Stadler, an internationally recognised specialist in the design, production and assembly of sorting systems, recently delivered its latest sorting plant to Schroll at the new recycling centre at La Maix, in the Vosges near the town of Épinal. The multi-material system has a capacity of 15 tonnes per hour, or 80,000 tonnes of waste per year.
“The positive experience … encouraged us to work again with this company,” said Vincent Schroll, co-owner of the Schroll Group, commenting that Schroll was especially satisfied with ‘the reliability of the machines, the respect of deadlines and the work of the Stadler teams’.
At the new plant, the waste is first fed into a Stadler PPK ballistic separator and two STT2000-8-1 ballistic separators for mechanical sorting. It then passes four near-infrared (NIR) devices for optical sorting, which is followed by the last - manual sorting - stage. The final output fractions of this line are PCNC (packaging and small cardboard fractions), cardboard, film and JRM (newspapers, journals, magazines), as well as hollow materials which are then fed into the plant’s second sorting line.

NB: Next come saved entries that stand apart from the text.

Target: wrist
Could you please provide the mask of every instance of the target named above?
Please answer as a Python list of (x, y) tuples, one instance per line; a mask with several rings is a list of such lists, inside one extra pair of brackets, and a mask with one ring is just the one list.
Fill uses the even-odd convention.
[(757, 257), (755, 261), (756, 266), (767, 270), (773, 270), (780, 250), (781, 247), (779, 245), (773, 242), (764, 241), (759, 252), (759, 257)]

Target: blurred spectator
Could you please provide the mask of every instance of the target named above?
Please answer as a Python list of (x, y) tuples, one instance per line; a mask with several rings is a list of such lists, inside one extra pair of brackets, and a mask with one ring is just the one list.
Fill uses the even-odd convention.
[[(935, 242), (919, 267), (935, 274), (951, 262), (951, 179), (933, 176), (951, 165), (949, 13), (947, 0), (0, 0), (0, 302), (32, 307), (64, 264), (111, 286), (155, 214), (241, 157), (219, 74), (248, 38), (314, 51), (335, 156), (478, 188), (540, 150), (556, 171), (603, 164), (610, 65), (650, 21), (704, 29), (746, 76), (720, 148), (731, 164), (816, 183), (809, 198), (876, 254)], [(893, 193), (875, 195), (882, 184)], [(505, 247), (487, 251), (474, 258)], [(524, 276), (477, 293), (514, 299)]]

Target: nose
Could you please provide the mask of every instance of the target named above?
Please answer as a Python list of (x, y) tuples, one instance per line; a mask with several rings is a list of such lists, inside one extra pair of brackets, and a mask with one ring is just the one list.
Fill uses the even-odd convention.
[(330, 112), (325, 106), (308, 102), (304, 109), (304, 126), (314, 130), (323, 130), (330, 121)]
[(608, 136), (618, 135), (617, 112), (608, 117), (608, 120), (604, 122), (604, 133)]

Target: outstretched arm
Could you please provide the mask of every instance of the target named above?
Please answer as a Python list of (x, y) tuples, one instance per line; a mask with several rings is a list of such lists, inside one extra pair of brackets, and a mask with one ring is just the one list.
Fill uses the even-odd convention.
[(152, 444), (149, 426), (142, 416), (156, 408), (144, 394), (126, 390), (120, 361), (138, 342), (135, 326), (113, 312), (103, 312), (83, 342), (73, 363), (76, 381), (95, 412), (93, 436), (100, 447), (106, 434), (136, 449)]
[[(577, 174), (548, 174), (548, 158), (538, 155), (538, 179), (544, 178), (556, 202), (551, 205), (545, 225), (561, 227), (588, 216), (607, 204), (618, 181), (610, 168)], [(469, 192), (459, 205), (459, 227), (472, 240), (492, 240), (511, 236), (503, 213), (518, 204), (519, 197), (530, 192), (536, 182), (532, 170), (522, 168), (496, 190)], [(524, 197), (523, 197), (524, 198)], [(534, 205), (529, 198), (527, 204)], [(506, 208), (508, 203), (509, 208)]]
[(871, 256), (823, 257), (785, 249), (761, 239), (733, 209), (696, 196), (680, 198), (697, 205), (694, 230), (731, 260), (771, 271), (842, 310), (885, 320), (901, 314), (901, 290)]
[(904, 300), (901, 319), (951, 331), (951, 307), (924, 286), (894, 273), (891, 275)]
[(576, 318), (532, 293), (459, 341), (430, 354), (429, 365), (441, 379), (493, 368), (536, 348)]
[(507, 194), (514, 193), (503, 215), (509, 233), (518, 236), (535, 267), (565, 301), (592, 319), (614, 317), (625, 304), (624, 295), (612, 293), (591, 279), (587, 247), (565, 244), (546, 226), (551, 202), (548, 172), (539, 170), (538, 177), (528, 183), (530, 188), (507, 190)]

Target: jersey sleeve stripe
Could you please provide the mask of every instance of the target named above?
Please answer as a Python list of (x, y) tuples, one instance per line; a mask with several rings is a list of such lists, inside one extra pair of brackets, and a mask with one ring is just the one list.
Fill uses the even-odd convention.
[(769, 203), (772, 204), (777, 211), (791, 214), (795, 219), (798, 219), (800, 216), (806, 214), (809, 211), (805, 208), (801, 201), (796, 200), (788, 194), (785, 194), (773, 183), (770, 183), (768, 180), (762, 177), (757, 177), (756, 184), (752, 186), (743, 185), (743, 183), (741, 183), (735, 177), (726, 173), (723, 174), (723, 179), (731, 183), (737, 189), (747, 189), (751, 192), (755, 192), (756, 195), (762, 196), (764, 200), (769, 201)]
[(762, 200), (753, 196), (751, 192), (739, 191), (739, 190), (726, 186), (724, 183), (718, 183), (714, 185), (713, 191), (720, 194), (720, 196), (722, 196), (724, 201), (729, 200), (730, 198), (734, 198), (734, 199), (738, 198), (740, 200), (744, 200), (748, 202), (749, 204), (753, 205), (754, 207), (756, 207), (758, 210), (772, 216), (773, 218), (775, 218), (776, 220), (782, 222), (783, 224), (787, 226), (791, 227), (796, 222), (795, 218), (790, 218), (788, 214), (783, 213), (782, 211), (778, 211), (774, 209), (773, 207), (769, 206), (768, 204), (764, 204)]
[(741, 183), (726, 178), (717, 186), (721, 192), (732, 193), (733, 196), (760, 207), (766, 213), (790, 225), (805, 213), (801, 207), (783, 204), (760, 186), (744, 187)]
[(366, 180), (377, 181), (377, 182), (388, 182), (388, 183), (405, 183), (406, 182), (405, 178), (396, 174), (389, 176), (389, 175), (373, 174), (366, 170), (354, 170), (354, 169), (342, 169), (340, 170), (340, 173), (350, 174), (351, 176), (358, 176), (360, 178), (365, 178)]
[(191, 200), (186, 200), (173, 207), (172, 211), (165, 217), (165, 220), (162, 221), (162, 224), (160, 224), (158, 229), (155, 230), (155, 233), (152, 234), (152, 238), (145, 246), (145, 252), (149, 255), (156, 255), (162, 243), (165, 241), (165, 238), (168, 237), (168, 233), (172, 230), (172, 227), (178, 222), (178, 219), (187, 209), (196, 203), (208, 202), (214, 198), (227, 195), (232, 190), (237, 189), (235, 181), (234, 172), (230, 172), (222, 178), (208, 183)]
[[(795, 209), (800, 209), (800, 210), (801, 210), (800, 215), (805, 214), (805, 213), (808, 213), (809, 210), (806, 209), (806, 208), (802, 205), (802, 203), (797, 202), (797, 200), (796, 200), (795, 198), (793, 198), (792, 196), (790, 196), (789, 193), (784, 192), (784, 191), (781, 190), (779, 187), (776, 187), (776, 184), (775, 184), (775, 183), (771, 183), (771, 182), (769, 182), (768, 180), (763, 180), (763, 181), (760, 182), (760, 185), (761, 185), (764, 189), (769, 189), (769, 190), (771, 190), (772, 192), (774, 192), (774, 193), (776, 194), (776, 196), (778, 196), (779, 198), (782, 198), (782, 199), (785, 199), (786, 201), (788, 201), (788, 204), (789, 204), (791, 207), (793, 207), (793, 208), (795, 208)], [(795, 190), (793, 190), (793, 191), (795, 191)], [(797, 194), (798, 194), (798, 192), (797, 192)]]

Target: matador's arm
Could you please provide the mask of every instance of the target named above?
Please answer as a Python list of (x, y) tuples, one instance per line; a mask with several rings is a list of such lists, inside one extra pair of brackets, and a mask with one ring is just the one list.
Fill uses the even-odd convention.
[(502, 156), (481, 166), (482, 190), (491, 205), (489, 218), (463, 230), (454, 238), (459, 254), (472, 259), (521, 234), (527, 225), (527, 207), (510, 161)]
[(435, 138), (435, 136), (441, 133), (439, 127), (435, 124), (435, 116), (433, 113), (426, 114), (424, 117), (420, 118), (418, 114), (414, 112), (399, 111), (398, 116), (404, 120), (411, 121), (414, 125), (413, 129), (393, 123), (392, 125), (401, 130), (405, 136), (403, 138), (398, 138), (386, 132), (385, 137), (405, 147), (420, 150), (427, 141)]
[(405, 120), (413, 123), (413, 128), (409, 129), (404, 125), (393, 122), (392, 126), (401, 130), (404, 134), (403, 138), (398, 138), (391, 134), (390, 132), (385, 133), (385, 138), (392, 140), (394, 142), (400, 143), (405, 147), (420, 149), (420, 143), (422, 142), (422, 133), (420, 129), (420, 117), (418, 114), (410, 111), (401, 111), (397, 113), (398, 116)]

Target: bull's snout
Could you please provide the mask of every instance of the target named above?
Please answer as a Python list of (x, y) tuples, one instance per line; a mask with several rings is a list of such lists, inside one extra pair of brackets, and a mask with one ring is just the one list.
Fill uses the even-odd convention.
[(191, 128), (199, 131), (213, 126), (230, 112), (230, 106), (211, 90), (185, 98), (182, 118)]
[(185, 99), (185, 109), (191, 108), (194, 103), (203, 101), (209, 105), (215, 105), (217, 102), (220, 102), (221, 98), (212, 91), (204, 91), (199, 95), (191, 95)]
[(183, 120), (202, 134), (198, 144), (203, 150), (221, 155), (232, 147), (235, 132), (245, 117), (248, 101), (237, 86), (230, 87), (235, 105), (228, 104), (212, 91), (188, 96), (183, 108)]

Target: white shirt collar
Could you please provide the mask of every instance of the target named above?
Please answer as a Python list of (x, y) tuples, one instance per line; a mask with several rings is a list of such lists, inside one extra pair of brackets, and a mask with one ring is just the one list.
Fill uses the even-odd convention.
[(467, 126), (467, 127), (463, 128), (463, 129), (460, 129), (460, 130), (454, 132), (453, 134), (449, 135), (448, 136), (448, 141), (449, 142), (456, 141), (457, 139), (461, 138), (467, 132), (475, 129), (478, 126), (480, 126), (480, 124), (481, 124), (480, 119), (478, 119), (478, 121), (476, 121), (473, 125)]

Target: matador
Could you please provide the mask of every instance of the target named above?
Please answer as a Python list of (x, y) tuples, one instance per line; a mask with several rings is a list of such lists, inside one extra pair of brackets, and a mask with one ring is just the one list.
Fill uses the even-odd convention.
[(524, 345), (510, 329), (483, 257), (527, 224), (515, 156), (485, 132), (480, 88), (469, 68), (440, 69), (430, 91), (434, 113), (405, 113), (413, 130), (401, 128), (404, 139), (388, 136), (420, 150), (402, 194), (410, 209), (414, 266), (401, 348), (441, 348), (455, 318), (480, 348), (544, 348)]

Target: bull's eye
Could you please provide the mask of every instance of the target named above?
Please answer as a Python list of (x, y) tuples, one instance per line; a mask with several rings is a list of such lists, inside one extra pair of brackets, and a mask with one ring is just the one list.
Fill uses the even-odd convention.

The hollow materials line, with a throughput of 4 tonnes per hour, again sorts the fractions mechanically, optically and manually, yielding an output of clear and coloured PET, PEHD, Tetrapak, aluminium, film, mixed paper and residual fractions.
The complex project was delivered on schedule in spite of a very tight timeline of just 14 weeks, including a week for the start-up of each of the two lines, and the facility started operation in October 2019.